Africa News of Thursday, 5 March 2020

Source: nation.co.ke

Sh800bn laundered via amnesty, US says

Former National Treasury Cabinet Secretary Henry Rotich Former National Treasury Cabinet Secretary Henry Rotich

The United States says an amnesty offered by Kenya in 2018 facilitated the laundering of more than Sh800 billion because the taxman did not have a policy to monitor the inflows.

In 2016, Treasury Cabinet Secretary Henry Rotich offered an amnesty designed to facilitate tax payments.

It enabled Kenyans to repatriate money from offshore accounts without revealing the source.

According to the International Narcotics Control Strategy (Money Laundering) Report released by the US Bureau of International Narcotics and Law Enforcement Affairs yesterday, the Kenya Revenue Authority (KRA) failed to adopt a policy to confirm if the money was actually returned.

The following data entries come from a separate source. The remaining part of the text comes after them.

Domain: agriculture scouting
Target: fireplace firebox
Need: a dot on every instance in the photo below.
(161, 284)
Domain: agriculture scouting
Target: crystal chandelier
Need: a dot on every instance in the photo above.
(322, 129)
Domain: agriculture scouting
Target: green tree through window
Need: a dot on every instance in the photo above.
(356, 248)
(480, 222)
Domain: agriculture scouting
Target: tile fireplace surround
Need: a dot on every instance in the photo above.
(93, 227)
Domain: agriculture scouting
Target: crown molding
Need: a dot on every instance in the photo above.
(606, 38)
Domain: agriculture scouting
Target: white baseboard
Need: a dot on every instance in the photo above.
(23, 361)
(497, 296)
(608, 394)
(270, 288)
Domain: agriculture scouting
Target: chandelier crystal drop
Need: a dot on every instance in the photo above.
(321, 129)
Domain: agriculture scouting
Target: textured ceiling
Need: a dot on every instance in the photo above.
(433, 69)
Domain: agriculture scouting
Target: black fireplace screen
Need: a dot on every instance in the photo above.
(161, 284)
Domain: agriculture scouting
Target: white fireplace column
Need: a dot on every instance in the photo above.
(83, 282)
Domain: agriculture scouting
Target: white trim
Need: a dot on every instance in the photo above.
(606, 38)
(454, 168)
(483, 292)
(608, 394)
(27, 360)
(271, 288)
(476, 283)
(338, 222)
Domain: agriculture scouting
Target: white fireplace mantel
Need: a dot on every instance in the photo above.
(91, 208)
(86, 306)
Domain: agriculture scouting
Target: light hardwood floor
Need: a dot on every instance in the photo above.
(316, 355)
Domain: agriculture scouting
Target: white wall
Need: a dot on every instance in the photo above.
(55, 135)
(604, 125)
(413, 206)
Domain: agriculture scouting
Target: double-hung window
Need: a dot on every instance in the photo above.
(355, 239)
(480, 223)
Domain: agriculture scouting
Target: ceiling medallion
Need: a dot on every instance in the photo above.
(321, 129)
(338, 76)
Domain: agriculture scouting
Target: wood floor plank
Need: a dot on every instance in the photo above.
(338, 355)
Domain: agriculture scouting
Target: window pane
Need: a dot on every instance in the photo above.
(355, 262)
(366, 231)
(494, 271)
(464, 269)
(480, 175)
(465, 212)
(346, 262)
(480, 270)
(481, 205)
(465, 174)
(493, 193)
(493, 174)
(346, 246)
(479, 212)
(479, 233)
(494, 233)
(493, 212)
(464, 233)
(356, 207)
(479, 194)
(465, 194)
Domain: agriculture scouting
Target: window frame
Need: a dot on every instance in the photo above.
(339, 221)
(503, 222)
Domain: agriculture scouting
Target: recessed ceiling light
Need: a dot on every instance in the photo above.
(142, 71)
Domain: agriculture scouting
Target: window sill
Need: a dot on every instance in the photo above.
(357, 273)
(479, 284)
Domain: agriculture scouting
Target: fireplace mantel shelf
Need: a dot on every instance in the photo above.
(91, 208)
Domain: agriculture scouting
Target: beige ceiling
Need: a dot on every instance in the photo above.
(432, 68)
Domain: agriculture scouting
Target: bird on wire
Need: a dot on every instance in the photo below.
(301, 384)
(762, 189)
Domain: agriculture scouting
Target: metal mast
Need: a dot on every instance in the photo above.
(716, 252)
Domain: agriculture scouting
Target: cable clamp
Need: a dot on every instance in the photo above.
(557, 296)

“KRA has been unable to trace approximately $7.9 billion (Sh803 billion) … or to confirm that the registered funds were not transferred out of Kenya again, raising concerns the amnesty facilitated laundering of illicit cash,” the report said.

Mr Rotich has since been dropped from the Cabinet.

In 2016, Kenya amended laws to provide an amnesty on income declared for that year by a person who earned taxable income outside the country.

However, not many people took up the offer, prompting Mr Rotich to extend it twice.

“Even with the extension, the uptake of the amnesty has been low, mostly because there were concerns that when the money is returned, there will be questions on its source,” Mr Rotich said in 2018.

The amnesty issued during the 2018/19 budget presentation offered a blanket buffer, allowing Kenyans to repatriate their money tax-free with no questions asked, opening a window for laundering.

The Nation understands that the bulk of the money was wired from India, Mauritius and the Seychelles, but KRA failed to track it or confirm if it was rewired back as “clean cash”.

The US added that Kenya’s financial institutions still engage in currency transactions connected to international narcotics trafficking.

A significant amount of this cash is dollars derived from sales in both countries.

It also said the banks are vulnerable to money laundering, fraud and terrorism financing.

Just last week, Standard Charted Bank, through its parent company Standard Chartered Plc, revealed that it opted to pay Sh100 million to save its executives from prosecution for failing to report suspicious transactions connected to theft of National Youth Service funds.

The bank has paid Sh178 million over the misstep.

In 2018, CBK fined Standard Chartered, Equity, Diamond Trust, Co-operative and KCB banks a total of Sh392.5 million.

CBK said the banks failed to report large transactions and did not undertake due diligence on customers.

It also accused them of approving large transactions without proper documents.

KCB was fined Sh149.5 million, Equity (Sh89.5 million), StanChart (Sh77.5 million), DTB (Sh56 million) and Co-op (Sh20 million).

The report also flags the country’s fledging mobile money industry as a conduit for laundering.

“Mobile money lenders are not regulated despite more than 50 active digital loan applications. Tracking and investigating suspicious transactions remains difficult. Lack of oversight and enforcement, coupled with inadequate reporting, increases the risk of abuse,” the report says.

Unregulated networks of 'hawalas' and other unlicensed remittance systems also expose the country to crimes involving cash.

The report adds that the growing volume of transactions involving designated non-financial businesses and professions is also a likely vehicle for laundering.

The US says Kenya’s money-laundering laws are weak, with criminals having a field day.

The National Assembly is accused of failing to pass amendments to the Proceeds of Crime and Anti-Money Laundering Act to extend reporting requirements to lawyers, notaries and other independent legal professionals, whom it accuses of being used to clean dirty money.

“The Act as amended, provides a comprehensive anti-money laundering framework. Covered entities reporting to the Financial Reporting Centre are subject to know-your-customer and suspicious transaction report rules and have enhanced due diligence procedures,” it says.

The reporting requirements have been extended to include trust and company service providers; however, lawyers and notaries remain unsupervised and not subject to these obligations,” it says.



One of the challenges the countries anti-money laundering enforcement agencies face is confidentiality, with leaks over impending seizures and arrests compromising their operations, a loophole the US says exposes the country further.

“To demand bank records or seize an account, police must obtain a court order by presenting evidence linking the deposits to a criminal violation. Confidentiality of this process is not well maintained, allowing account holders to be tipped off and providing an opportunity to move assets. Bureaucratic and other impediments may hinder the investigation and prosecution of financial crimes,” the report said.